WWW.GETTYSBURGTIMES.COM — FEB. 28, 2013 — Hundreds of horses at a major show jumping event in Ocala, Florida have been quarantined as a precaution after state agricultural officials reported an outbreak of a high contagious equine herpes virus.
Agriculture Commissioner Adam Putnam said Thursday that state officials, horse owners and veterinarians are taking strict precautions to contain the spread of the virus also known as EHV-1. It is not transmittable to humans.
He said six of seven confirmed cases have been linked to the horse show in Ocala in north-central Florida. The virus can result in neurological disease, respiratory disease, abortion and neonatal death in horses.
"We're all watching this, hoping it doesn't get bigger," Putnam said. "We've taken extraordinary measures to contain the spread."
Equine Herpes Virus, or EHV-1, is not a sexually transmitted virus. It's spread through respiratory secretions and via contaminated feed buckets, food, grooming tools and other equine equipment.

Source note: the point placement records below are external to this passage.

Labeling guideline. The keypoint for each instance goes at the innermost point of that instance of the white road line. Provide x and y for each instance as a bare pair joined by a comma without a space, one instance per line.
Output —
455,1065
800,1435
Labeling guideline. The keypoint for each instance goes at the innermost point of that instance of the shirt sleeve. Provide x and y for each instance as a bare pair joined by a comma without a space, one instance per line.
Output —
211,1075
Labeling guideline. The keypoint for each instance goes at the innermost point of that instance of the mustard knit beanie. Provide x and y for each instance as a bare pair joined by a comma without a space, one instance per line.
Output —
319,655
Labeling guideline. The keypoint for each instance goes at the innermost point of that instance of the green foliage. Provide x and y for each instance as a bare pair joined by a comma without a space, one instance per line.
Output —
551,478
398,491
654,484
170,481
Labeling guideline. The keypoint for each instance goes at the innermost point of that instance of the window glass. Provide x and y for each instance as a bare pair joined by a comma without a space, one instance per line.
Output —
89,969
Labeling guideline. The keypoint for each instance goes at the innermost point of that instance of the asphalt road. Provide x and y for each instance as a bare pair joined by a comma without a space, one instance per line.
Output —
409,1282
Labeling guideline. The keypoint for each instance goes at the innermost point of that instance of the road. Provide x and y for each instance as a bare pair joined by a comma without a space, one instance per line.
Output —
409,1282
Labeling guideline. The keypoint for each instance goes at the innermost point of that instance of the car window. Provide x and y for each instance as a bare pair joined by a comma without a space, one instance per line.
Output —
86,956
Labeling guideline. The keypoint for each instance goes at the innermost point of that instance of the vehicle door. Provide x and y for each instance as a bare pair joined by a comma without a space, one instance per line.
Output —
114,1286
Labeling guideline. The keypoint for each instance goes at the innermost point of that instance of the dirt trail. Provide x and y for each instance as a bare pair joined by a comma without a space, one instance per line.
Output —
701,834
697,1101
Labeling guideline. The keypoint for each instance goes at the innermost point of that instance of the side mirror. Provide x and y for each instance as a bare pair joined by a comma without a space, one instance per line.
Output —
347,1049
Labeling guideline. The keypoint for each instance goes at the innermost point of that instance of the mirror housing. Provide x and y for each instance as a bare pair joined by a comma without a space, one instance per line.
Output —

Rob MacKay, professor of large animal medicine at the University of Florida, said there are two different strains of EHV-1 _ one known as a "wild" strain and a second "neuro" strain that is far more contagious and deadly.
The affected horses in Ocala have the so-called "wild" strain, he said. But he added, "any time there's an EHV1 outbreak, that's potentially serious."
Six of the confirmed cases are linked to the "Horse Shows in the Sun" event in Ocala, a large hunter-jumper show, according to a Department of Agriculture news release. The state said it issued a quarantine for all of the horses at that show.
There are hundreds of horses at the show, which runs for nine weeks until mid-March. Competition is still ongoing, said Lindsay Yandon, a spokeswoman for the event.
"It was a joint decision between our management and state veterinarians," Yandon said. "It's less stressful on a horse to be out and showing and moving instead of in a stall all day. We wanted to give people that option. The vets recommended we give the horses that opportunity."
A seventh horse in the Wellington, Fla. area also was diagnosed as EHV-1 positive; officials say that horse has not had direct or indirect contact with any of the horses at the Ocala show.
The first affected horse in Ocala was taken to the University of Florida veterinary hospital in Gainesville on Feb. 20 after showing influenza-like symptoms, said MacKay. The horse is doing better and is still being treated at the hospital.
"The horse is slowly getting better," said MacKay, adding he hoped it would fully recover.
After five more horses at the Ocala show tested positive for EHV-1, state officials decided on the quarantine. Other areas where horses were exposed to the virus while at the Ocala show are also under quarantine; there are 12 such farms.
The United States Equestrian Federation said in a news release that established "protocols" for such competitions are important and are in place to safeguard horses brought in from different locations.
In Utah, the state State Veterinarian has issued several quarantines in Cache County following the confirmation of four cases of EHV-1, along with one other suspected case. According to a news release Wednesday, two of the five horses were euthanized. The cases in Florida and Utah do not appear to be linked.